Secara umum pertanyaan-pertanyaan epistemologis menyangkut dua
macam, yakni epistemologi kefilsafatan yang erat hubungannya dengan
psikologi dan pertanyaan-pertanyaan semantik yang menyangkut
hubungan antara pengetahuan dengan objek pengetahuan tersebut
(Kattsoff, 1987:76).
Epistemologi meliputi tata cara dan sarana untuk mencapai
pengetahuan. Perbedaan mengenai pilihan ontologik akan
mengakibatkan berbedaan sarana yang akan digunakan yaitu: akal,
pengalaman, budi, intuisi atau sarana yang lain. Ditunjukkan bagaimana
kelebihan dan kelemahan suatu cara pendekatan dan batas-batas
validitas dari suatu yang diperoleh melalui suatu cara pendekatan
ilmiah (Koento Wibisono, 1988: 7).
Pada dasarnya metode ilmiah merupakan cara ilmu memperoleh dan
menyusun tubuh pengetahuannya berdasarkan: pertama, kerangka
pemikiran yang bersifat logis dengan argumentasi yang bersifat
konsisten dengan pengetahuan sebelumnya yang telah berhasil
disusun; kedua, menjabarkan hipotesis yang merupakan deduksi dari
kerangka pemikiran tersebut dan ketiga, melakukan verifikasi terhadap
hipotetis tersebut untuk menguji kebenaran peryataannya secara
faktual. Secara akronim metode ilmiah terkenal sebagai logico-
hypotetico-verificative atau deducto-hypotetico-verificative (Jujun,
1986: 6).
Kerangka pemikiran yang logis adalah argumentasi yang bersifat
rasional dalam mengembangkan penjelasan terhadap fenomena alam.
Verifikasi secara empirik berarti evaluasi secara objektif dari suatu
peryataan hipotesis terhadap kenyataan faktual. Ini berarti bahwa ilmu
terbuka untuk kebenaran lain, selain yang terkandung dalam hipotetis.
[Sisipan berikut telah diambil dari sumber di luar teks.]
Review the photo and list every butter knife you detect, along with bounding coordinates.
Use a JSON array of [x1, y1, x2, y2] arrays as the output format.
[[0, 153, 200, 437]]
Demikian juga verifikasi faktual terbuka atas kritik terhadap kerangka
pemikiran yang mendasari pengajuan hipotesis. Berfikir ilmiah berbeda
dengan kepercayaan relijius yang memang didasarkan atas kepercayaan
dan keyakinan, tetapi dalam cara berpikir ilmiah didasarkan atas dasar
prosedur ilmiah (Jujun, 1986:6).
Secara garis besar terdapat dua aliran pokok dalam epistemologi,
yaitu rasionalisme dan empirisme, yang pada gilirannya kemudian
muncul beberapa isme lain, misalnya: rasionalisme kritis (kritisisme),
(fenomenalisme), intuisionisme, postivisme dan seterusnya.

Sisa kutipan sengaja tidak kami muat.